This Julia package defines the RangeNode type to represent an augmented interval tree created from a Vector{UnitRange{T}} where {T<:Integer}.
(The tree is represented by its root node.)
A fast intersect method for a target range and a RangeNode can be used to evaluate coverage by the ranges in the tree routed at the node, as in the coverage program from
bedtools.
Tree traversal, printing, etc. use the AbstractTrees.jl framework.
The facilities of this package are a subset of those offered by IntervalTrees.jl but tuned to the particular task of intersecting a UnitRange target with the intervals (also represented as UnitRange) in the tree.

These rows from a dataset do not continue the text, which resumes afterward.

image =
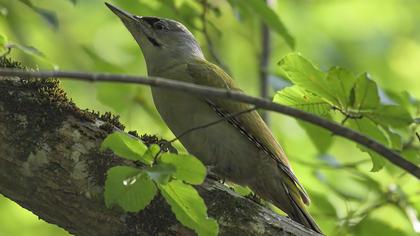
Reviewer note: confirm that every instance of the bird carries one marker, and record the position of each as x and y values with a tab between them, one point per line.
240	148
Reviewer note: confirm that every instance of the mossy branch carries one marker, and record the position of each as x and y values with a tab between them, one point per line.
205	91
50	164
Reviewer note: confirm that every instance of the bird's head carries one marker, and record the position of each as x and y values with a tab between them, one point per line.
164	42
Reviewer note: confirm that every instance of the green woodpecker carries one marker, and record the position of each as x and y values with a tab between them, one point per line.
240	149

The example in the figure on the Wikipedia page can be reproduced as
julia> using RangeTrees
julia> rr = RangeNode([0:0, 3:40, 10:14, 20:35, 29:98]);
julia> print_tree(rn)
(10:14, 98)
├─ (3:40, 40)
│ └─ (0:0, 0)
└─ (29:98, 98)
└─ (20:35, 35)
julia> results = intersect(40:59, rn)
2-element Vector{UnitRange{Int64}}:
40:40
40:59
julia> intersect!(empty!(results), 40:59, rn)
2-element Vector{UnitRange{Int64}}:
40:40
40:59
julia> intersect!(empty!(results), 40:59, rn)
2-element Vector{UnitRange{Int64}}:
40:40
40:59Each node in the print_tree output is shown as the range at that node and the maximum value of last(range) in the subtree rooted at that node. This is the augmentation in the tree that allows for fast intersection of the nodes in the tree with a target tree.
The tree rt is not the same as the one shown in the figure because a RangeNode is constructed to be balanced and the one in the figure is not balanced.
Note that in the figure the intervals exclude the right hand endpoint whereas Julia's UnitRange{<:Integer} is inclusive of both end points.
Thus [20, 36) in the figure corresponds to the range 20:35.
The intersect! method allows for passing the vector that will be the result, reducing the memory allocations. Note that the first argument to intersect! should be wrapped in empty! because intersect! is recursive and push!s each intersection onto the end of result.